Post-Romantic Poetry: Bécquer and Rosalía de Castro
In post-Romantic poetry, which emerged half a century later, two figures are fundamental: Bécquer and Rosalía de Castro. For Rosalía, poetry was a means to communicate her personal experience of depression and her sensitive character, which always yearned for her homeland, Galicia. She began by imitating Espronceda. In “Galician Songs,” she showed her pessimism and hatred of Castile. In “Follas Novas” and “On the Banks of the Sar,” she emphasized that pessimism is the failure and collapse of her love and religious ideas.
Bécquer’s Life and Work
As for Bécquer’s personality, he began optimistically but faced failures in projects such as his “History of the Peoples of Spain,” his love life, and his marriage. These experiences accentuated his melancholy. He endured reality as best he could, but he argued that the past held beautiful and important programs. His works were published in newspapers after his death by his friends, who gathered them in a collection titled “Works.” He also wrote important works such as “Legends.” He recreated the “Book of Sparrows” as “Rhymes,” and after his death, his friends collected and rearranged them.

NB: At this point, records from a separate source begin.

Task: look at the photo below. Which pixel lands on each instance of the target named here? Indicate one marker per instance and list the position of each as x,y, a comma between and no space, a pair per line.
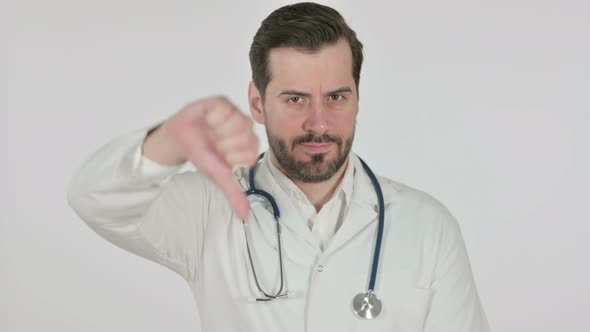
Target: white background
484,105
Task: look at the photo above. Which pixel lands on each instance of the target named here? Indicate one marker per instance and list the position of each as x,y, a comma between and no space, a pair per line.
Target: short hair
306,25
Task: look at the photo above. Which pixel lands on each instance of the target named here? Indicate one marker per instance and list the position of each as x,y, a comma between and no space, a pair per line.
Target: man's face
310,110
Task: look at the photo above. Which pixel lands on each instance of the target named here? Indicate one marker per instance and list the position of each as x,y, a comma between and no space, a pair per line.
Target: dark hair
307,26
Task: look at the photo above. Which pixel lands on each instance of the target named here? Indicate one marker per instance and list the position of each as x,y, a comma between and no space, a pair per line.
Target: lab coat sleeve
141,206
456,306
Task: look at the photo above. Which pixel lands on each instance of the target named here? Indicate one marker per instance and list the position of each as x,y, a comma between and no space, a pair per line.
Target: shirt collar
345,186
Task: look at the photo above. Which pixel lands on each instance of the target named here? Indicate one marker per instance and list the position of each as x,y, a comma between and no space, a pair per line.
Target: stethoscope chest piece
366,305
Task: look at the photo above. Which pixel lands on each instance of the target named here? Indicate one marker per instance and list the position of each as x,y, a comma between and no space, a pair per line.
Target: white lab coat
182,221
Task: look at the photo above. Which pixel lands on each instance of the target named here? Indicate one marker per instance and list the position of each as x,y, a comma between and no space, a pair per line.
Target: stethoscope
365,304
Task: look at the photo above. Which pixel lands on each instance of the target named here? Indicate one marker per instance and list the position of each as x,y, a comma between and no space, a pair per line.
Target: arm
141,206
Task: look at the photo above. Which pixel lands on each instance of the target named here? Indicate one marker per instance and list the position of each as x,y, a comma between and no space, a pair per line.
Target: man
306,65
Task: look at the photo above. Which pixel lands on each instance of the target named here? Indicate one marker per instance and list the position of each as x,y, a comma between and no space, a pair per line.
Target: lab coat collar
298,241
364,207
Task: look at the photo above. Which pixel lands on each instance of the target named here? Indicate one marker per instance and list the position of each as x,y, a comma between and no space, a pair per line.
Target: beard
319,168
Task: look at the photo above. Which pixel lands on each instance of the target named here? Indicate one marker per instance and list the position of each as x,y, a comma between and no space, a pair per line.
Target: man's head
306,65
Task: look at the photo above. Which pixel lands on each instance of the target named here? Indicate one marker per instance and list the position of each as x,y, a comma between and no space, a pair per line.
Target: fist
216,136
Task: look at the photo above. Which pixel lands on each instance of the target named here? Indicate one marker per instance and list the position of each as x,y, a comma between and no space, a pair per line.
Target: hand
215,136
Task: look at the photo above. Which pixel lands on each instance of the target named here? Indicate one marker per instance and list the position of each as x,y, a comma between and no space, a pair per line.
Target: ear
255,103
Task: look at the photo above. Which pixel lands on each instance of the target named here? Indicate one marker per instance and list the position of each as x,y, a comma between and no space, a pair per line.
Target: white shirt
324,223
182,221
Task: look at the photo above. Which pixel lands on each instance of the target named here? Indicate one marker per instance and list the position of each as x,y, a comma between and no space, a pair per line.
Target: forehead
329,66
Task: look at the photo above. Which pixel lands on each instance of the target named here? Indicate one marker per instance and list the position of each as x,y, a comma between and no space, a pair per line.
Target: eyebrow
305,94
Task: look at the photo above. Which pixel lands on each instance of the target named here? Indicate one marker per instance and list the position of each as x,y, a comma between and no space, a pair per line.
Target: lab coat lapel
299,245
363,208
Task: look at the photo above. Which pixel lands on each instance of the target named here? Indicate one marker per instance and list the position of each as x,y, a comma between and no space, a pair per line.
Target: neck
318,193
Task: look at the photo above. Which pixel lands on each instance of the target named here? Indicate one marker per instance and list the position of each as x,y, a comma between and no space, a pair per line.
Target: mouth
316,147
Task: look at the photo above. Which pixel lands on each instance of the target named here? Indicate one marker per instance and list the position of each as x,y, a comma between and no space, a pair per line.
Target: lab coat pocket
404,310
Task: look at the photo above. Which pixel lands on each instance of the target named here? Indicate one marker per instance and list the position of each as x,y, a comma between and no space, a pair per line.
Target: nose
318,120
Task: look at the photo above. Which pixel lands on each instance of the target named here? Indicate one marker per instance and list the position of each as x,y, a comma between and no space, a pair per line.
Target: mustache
311,138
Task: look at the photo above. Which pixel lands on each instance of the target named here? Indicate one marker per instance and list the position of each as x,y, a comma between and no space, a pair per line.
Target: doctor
314,267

Bécquer was influenced by foreign poets like Heine, especially Germanic poets, and Spanish poets like Gil y Carrasco, Zorrilla, and Quevedo. He complained about the inadequacy of language to express all his feelings, linking poetry to women, as he believed that feeling was inherently feminine. He used various literary devices, including diversity and difficulty hidden under a mask of simplicity, parallelism, explanatory anaphora, and a very simple lexicon.
Themes in Bécquer’s “Rhymes”
The themes addressed in Bécquer’s “Rhymes” include poetry, love, disappointment over the loss of love, neglect, indifference, and the importance of pain and anguish caused by heartbreak, which led him to reflect on the meaning of life, loneliness, and death. Bécquer and Rosalía introduced numerous innovations to poetry. They used poetry to explain their own experiences, made innovations in metrics, and influenced future Andalusian poets like Lorca and Machado. For example, the penultimate verse of one of Bécquer’s rhymes, “where silence dwells,” is the title of a work by Cernuda.
Analysis of “Rima XLIX”
Rima XLIX: “Once the meeting for the world, and walks past me and goes, smiling, and I say, how can you laugh?” Its metric is ABAB-CDCD, with hendecasyllables alternating with hexasyllabic verses. The theme is the breakup and reunion, the doubt whether she smiles for the same reason as he, hiding the pain inside. It uses anaphora: “And walk past me and smiling and I say goes.” Enjambment: “Perhaps she laughs, as I laugh.” It poses unanswered questions. Dilogy: “mask of pain.”
Analysis of “Rima XLI”
Rima XLI: “You were the hurricane and I the high tower defying its power: you had to crash or be shot down! It could not be!” Its metric is ABCB-ABCB-EBEb, with three hendecasyllabic verses and one pentasyllabic verse. The theme is the breakup. The first and second verses of each stanza describe the clash of differences in the third, and the fourth highlights the impossible love. It uses enjambments: high-tower, upright-rock. Antithesis: hurricane-high tower, coil-yield. Parallelism: first verses in the two stanzas and the fourth verse. Metaphors: you hurricane, ocean, beautiful; I high tower, rock upright, proud.